Que la violencia es un negocio y vende es un hecho incuestionable. Ciertamente, se trata de un despreciable business, aunque los datos y los hechos son irrefutables, no en vano hablamos de otro modelo de negocio crematístico, que se transmuta en sus distintas modalidades: violencia física, psicológica, sexual, de género, económico-patrimonial, simbólica, doméstica, institucional, verbal, laboral, contra la libertad reproductiva, obstétrica y hasta mediática. Todo un compendio, sin duda, con un marcado cariz trasversal, y de tentáculos metastásicos.

Se vende porque se consume, y la brutalidad y el abuso generan una suerte de economía a gran escala, difícil de cuantificar en su conjunto, que cuenta con sus propias leyes de mercado, su oferta, su demanda y su onerosidad, aunque a veces incluso se practica de manera gratuita e incluso altruista. En definitiva, existe una amalgama variada de conductas ponzoñosas que nos certifican a diario su presencia y su repercusión económica. La agresividad tiene de malo, además, que es contagiosa, con lo cual se dispara y se proyecta su efecto multiplicador.

La violencia campa a sus anchas y atrapa a la juventud ya desde el colegio e instituto, y los high school norteamericanos cuentan con arcos de seguridad a la entrada, como si se tratase de un aeropuerto. ¿Hacia dónde vamos?

También hay que preguntarse de dónde venimos, puesto que la violencia ya se daba con cierta habitualidad en la antigua Roma, donde aparte de acuñarse el propio término, se practicaba sin pudor en el ámbito doméstico, conducta normalizada que contaba con la ventaja de no trascender el ámbito privado y que gozaba de cierta aceptación social, según Plutarco.
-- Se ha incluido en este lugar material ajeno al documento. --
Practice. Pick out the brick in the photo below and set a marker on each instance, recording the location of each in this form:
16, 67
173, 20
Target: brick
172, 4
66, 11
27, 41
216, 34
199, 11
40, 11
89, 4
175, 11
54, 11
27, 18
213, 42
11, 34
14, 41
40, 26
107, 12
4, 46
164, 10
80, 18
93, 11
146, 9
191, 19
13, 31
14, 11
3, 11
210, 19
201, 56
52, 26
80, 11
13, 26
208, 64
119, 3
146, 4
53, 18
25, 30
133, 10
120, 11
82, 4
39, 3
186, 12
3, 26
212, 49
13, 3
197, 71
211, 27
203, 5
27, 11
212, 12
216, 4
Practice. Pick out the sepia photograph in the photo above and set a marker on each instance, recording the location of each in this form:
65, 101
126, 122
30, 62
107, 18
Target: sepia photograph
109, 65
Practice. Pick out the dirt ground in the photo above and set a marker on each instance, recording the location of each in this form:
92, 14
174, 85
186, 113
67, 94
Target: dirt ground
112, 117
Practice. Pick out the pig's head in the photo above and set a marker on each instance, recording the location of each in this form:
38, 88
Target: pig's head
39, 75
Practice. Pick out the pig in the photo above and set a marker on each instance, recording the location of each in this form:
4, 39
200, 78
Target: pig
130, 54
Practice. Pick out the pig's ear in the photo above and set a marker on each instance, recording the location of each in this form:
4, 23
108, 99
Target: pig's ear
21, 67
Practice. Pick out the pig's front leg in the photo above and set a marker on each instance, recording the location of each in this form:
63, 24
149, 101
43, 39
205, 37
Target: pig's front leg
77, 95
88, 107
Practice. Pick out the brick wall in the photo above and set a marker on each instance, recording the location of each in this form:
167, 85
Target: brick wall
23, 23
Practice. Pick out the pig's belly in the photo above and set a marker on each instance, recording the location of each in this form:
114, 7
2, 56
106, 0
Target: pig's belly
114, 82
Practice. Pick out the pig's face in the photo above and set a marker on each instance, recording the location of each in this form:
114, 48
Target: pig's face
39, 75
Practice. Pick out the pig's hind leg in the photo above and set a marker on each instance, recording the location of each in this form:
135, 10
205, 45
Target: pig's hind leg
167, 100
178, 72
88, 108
La evolución tan solo ha generado la transformación del exceso temperamental en otro tipo de violencia más, llamemos, disciplinaria, basada en el modelo organizativo de la fábrica y la oficina, un modelo más “industrializado”.

En palabras del sempiterno pacífico Ghandi, la vehemencia no es más que el miedo a los ideales de los demás, o añado yo, el formato escogido para hacer valer los propios ideales frente a la amenaza. Hasta en política hemos contemplado alguna castaña parlamentaria ante la falta de argumentos, que en ocasiones incluso jaleamos y nos espolea, pues nos saca del tedio, y se recurre cada vez más a menudo a la violencia verbal para descalificar o desacreditar al contrario o, simplemente, al diferente, método cada vez más habitual de dirimir posturas polarizadas. Los sabios razonaban, con acierto y elemental sentido común, que nadie puede pensar y golpear a alguien al mismo tiempo, quizá de ahí que se hayan condensado ambas acciones en una, una simbiosis chabacana que ha derivado hacia el insulto y la injuria.

En América Latina el negocio de la violencia –brutalbox- alcanza cotas insospechadas y se ha traslado del campo de batalla a las calles, barrios o cuadras de Ciudad Juárez, San Salvador, Caracas, Rio de Janeiro o Medellín, donde no es fácil siquiera pasear sin ir armado hasta los dientes.

El diccionario la define como aquella acción ejercida contra el natural modo de proceder, aunque yo me pregunto si no será natural hoy día su ejercicio, pues resulta evidente que, con tanto interés espurio pululando a nuestro alrededor, no parece que interese rebajar o minimizar las actuales dosis de violencia, al tratarse de un recurso primario y banal con el cual se garantizan y obtienen pingües beneficios, lo que como cualquier otro negocio, impone sus reglas y se protege, con brutalidad intrínseca, de aquello que amenaza su dominio o supervivencia.